A solid financial plan rests on a foundation of liquid assets, such as cash and the money in your checking account. Although your checking account is excellent for handling your everyday expenses, there are good reasons to have a savings account (or two!), too.
Watch Your Savings Grow
One reason to open multiple savings accounts is to help you maintain the motivation needed to reach your financial goals. For example, beyond establishing an account to save for an emergency fund, you might have a second account for a vacation fund, and a third one for building up a down payment for a home or car. With each account representing a specific goal, you can easily track every deposit and know exactly how much closer you are to your end goal.
Your Money is Accessible (if needed)
We all know it is easier to spend money when it is in your pocket. A savings account allows you to move money out of your "pocket" (checking account) and keep it separate from your everyday spending. By being "out of sight, out of mind," you may not be as easily inclined to spend it. However, if you need to, funds in your savings account are readily accessible, and a transfer to your checking account or cash withdrawal is quick and easy.

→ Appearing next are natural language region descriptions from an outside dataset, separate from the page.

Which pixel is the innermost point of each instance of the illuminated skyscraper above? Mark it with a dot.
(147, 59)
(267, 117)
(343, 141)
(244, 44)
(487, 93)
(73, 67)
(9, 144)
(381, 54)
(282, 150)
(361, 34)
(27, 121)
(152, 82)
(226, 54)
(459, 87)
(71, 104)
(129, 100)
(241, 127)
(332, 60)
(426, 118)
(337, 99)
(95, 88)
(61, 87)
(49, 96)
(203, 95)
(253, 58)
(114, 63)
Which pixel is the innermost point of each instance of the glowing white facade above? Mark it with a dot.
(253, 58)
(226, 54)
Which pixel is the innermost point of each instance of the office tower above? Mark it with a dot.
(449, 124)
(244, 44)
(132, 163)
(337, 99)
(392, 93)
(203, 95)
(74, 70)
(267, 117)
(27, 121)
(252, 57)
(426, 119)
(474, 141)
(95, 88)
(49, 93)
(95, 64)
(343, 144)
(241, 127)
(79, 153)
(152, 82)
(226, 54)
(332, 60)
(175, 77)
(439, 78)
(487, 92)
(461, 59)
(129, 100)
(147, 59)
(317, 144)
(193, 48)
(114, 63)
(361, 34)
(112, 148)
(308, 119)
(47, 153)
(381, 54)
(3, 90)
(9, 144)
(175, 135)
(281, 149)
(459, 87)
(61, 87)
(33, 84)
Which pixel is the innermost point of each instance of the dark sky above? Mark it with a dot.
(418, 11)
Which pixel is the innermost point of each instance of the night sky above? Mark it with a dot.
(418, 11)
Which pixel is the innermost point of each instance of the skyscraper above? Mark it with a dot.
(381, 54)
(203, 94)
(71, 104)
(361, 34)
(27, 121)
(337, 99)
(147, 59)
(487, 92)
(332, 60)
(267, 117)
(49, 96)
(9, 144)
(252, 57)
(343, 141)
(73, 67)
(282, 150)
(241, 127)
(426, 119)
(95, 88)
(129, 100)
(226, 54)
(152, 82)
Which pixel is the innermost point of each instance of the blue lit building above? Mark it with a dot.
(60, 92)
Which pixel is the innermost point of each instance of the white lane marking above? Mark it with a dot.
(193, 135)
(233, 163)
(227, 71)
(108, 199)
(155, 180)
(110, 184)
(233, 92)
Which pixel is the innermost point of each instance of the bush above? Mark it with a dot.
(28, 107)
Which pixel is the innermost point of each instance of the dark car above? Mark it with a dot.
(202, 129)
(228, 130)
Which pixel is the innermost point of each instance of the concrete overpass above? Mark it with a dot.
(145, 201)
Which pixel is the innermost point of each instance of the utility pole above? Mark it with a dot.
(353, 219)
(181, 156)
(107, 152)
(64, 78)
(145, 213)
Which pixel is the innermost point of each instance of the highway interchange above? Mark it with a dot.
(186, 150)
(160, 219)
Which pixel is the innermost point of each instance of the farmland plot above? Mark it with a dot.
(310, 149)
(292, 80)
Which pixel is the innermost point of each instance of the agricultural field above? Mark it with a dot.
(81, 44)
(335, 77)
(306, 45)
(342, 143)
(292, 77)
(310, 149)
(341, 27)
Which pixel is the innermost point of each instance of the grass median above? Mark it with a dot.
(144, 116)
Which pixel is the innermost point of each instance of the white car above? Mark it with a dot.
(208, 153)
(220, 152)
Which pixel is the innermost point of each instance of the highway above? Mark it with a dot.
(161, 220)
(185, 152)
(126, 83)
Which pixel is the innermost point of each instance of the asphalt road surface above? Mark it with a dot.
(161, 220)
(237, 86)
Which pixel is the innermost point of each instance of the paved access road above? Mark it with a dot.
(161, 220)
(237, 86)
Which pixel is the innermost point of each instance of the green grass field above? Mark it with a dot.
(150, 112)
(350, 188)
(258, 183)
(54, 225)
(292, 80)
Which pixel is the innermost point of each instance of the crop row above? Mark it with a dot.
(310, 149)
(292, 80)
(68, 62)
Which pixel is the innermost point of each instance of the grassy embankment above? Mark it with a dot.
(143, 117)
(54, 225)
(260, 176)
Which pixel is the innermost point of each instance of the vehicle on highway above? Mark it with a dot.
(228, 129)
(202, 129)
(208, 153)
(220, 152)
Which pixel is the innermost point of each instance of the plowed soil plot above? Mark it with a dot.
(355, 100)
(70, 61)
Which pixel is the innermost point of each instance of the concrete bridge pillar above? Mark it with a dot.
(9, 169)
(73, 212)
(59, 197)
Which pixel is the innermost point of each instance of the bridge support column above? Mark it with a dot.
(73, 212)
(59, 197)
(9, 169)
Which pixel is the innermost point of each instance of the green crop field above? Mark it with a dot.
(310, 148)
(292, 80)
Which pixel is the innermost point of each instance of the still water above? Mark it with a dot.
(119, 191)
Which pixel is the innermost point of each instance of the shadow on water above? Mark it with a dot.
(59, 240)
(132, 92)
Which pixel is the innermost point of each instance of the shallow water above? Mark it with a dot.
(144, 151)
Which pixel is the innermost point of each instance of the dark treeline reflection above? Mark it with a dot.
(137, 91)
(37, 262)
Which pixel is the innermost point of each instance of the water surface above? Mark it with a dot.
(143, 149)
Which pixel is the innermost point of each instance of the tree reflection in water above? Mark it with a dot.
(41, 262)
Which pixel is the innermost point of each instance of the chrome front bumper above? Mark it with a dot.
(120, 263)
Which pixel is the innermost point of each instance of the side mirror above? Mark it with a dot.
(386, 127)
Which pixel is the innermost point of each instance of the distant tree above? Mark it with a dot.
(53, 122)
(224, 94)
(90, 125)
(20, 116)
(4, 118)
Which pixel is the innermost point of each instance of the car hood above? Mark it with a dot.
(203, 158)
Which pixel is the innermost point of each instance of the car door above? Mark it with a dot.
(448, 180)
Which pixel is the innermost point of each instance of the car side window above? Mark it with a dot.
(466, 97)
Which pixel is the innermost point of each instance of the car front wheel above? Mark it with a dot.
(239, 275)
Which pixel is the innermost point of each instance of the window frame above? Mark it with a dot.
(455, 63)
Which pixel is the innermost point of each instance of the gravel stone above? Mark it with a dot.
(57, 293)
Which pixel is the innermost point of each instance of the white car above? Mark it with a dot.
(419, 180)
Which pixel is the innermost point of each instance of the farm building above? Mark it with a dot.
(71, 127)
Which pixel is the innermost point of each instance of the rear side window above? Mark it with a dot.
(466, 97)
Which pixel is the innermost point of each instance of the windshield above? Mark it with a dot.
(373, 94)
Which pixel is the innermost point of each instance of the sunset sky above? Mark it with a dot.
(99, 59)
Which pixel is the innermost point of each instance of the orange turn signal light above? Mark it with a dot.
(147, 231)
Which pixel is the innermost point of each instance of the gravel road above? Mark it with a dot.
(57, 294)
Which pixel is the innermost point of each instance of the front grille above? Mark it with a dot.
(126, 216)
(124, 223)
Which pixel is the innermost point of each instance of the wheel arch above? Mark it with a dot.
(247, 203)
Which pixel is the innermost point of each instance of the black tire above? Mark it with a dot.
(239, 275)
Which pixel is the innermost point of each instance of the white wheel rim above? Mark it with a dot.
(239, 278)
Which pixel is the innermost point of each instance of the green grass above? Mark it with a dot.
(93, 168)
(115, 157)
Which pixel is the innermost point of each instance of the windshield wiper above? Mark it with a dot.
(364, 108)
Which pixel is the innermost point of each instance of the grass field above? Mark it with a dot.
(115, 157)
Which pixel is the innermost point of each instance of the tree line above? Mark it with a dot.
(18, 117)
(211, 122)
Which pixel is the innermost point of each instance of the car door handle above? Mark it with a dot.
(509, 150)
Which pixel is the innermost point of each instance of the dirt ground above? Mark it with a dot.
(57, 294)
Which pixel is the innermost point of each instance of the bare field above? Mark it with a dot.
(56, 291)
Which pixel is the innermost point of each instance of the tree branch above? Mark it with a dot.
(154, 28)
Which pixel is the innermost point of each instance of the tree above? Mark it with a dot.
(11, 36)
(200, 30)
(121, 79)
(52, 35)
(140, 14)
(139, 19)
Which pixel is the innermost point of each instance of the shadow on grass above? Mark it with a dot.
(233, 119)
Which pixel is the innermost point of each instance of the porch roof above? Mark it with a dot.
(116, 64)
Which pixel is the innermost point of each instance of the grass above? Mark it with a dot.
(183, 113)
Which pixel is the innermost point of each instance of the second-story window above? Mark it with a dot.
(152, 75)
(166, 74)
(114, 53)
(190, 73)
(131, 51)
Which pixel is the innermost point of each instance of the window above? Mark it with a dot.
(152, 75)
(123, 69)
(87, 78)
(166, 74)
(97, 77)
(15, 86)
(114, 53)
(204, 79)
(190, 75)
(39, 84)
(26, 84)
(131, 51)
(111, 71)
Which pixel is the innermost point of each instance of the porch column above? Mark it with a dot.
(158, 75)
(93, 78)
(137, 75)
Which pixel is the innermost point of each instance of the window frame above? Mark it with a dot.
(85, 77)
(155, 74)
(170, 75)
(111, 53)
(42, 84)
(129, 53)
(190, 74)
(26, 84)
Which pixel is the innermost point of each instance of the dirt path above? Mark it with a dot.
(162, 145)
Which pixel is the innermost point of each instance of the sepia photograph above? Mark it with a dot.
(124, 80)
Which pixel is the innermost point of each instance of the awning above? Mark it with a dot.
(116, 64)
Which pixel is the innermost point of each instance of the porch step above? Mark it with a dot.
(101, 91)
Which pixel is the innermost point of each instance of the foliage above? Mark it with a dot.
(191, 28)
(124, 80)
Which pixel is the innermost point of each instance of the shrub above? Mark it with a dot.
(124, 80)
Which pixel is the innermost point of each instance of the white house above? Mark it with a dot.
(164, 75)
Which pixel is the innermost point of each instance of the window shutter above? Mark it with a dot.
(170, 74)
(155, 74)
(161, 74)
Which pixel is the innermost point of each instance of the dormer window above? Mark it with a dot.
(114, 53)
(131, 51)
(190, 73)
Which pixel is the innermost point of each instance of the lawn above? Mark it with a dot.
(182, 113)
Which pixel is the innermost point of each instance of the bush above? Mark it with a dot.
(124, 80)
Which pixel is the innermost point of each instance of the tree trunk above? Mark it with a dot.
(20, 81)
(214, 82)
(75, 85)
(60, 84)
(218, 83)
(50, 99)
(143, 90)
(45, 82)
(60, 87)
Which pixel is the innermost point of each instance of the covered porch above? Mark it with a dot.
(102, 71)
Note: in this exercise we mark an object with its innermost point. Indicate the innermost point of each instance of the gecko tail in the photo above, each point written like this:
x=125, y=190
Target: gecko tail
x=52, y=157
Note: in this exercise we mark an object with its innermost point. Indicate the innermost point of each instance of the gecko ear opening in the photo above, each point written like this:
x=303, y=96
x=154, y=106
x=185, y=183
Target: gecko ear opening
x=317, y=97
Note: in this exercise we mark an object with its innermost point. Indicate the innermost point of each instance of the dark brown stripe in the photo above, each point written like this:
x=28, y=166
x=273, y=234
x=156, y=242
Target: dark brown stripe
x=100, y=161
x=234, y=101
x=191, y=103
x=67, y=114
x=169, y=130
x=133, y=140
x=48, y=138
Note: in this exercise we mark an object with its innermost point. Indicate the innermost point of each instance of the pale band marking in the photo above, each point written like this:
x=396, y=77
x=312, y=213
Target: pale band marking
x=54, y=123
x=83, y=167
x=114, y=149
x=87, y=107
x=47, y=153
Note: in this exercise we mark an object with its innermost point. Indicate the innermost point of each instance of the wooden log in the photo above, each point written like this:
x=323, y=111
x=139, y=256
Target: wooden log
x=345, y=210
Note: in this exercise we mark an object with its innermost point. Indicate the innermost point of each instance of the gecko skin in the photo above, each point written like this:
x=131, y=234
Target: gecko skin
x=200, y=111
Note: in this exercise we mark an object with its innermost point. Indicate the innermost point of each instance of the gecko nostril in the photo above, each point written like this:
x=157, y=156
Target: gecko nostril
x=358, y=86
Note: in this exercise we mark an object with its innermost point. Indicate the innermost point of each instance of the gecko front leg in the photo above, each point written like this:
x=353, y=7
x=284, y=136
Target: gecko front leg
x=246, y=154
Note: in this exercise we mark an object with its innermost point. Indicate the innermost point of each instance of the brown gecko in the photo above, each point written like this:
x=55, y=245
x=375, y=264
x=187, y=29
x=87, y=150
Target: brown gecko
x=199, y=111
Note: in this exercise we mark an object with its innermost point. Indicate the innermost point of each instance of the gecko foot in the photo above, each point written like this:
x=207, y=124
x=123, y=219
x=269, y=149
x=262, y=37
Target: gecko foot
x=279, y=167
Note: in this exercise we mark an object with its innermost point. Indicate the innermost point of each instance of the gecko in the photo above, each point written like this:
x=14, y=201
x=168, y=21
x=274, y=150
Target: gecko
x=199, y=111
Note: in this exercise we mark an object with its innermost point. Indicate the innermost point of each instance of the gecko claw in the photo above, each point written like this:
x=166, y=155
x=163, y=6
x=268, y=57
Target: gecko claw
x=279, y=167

Be sure you understand the terms of your savings account to be sure of any limits on the types of and the number of withdrawals you can make without incurring a fee.
Your Money is Safe and Secure
Although stuffing your mattress with excess cash is an option, it is not a very good one. If you hold physical cash, you are taking several risks: Your money could be destroyed in a fire or flood, it could be stolen, or you might forget where you left it (it happens!). Savings accounts are a much safer place for excess cash. Besides providing physically secure storage, the Federal Deposit Insurance Corporation insures up to a maximum of $250,000 in your bank savings account. So, should the bank suddenly go bankrupt or fail, the FDIC will cover your deposits. Even if your account gets hacked, federal law protects you against certain types of fraud and errors in your bank account, too.